Omnichannel Supply Chains Amid Demand Shocks: A Centralized Hierarchical Reinforcement Learning Framework

Background : The rapid evolution of omnichannel retailing has reshaped retail supply chains (SCs) by coupling replenishment, fulfillment, and service decisions across multiple demand channels under inventory, lead-time, and capacity constraints. These interdependencies create coordination challenges, particularly when demand shocks interact with limited operational capacity. Methods : To address these challenges, this study develops a centralized Hierarchical Reinforcement Learning (HRL) control framework that makes decision timing explicit: replenishment and allocation are optimized weekly, while fulfillment and lateral inventory rebalancing are controlled daily.

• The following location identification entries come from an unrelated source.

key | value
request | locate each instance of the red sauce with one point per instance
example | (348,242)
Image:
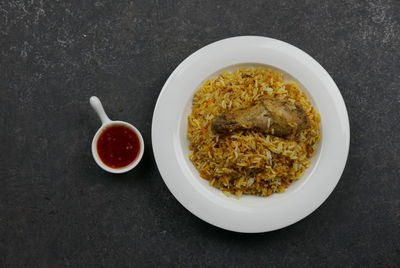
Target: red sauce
(118,146)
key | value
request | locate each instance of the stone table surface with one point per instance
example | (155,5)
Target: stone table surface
(58,209)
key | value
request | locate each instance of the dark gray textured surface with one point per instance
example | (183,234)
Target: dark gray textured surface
(59,209)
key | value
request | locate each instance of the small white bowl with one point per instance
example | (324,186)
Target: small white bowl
(106,123)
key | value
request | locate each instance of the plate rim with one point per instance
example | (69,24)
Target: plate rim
(163,91)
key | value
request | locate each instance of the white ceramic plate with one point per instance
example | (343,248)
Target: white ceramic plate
(249,214)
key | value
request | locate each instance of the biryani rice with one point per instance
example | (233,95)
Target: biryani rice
(249,162)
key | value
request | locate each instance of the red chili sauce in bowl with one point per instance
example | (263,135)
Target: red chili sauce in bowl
(118,146)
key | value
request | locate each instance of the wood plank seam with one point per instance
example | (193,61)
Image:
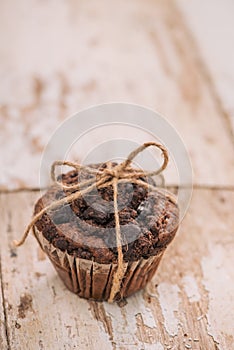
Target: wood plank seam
(4,307)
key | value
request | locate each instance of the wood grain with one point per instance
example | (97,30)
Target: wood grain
(212,26)
(3,338)
(144,54)
(187,305)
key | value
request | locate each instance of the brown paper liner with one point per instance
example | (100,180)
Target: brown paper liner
(92,280)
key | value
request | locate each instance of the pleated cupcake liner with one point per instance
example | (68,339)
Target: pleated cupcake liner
(92,280)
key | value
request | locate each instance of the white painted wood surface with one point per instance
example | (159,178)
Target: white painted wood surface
(173,56)
(57,58)
(189,301)
(211,23)
(3,339)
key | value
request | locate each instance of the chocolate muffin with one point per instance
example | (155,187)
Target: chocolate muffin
(80,239)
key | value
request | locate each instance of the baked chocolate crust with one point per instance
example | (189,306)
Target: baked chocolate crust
(86,227)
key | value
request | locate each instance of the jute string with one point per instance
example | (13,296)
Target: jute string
(122,173)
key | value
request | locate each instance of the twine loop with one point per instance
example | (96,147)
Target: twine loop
(120,173)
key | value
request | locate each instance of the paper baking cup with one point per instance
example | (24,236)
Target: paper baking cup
(92,280)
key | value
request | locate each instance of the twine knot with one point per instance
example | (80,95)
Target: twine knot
(112,175)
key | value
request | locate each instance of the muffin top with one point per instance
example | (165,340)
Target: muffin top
(86,227)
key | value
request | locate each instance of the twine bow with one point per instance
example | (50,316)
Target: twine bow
(106,177)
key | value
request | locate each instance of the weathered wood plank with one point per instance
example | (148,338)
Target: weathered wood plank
(143,54)
(3,338)
(187,304)
(213,28)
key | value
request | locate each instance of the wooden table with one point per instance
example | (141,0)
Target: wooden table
(58,57)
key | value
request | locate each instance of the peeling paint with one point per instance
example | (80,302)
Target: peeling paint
(169,302)
(191,288)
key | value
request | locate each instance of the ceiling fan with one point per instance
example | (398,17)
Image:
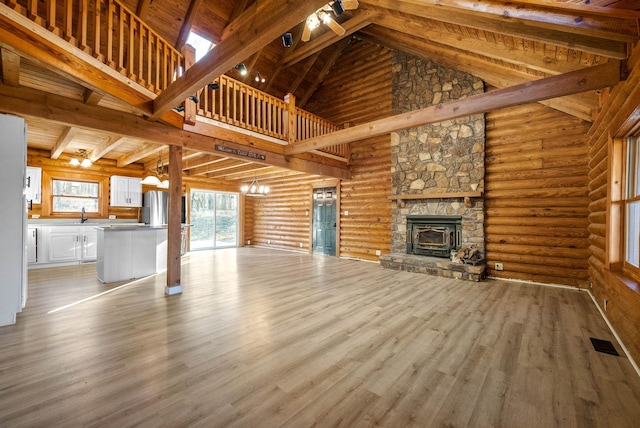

Policies are learned using Proximal Policy Optimization (PPO) in an actor–critic architecture, with bounded stochastic policies for constrained action spaces. To mitigate the curse of dimensionality in HRL, we introduce a capacity-aware state–action encoding mechanism that compresses the control interface into structured summary signals. Demand shocks are modeled using two specifications: a mixed profile, where half the products follow a uniform demand process and the rest a Merton-type jump-diffusion process, and a fully shock-driven profile. Results : The framework is evaluated against forecast-driven base-stock and greedy fulfillment heuristics, and a perfect-information oracle, with pairwise differences examined through Wilcoxon signed-rank tests. Conclusions : Overall, the proposed framework improves learning efficiency and scalability, outperforming heuristic baselines while remaining below the oracle bound.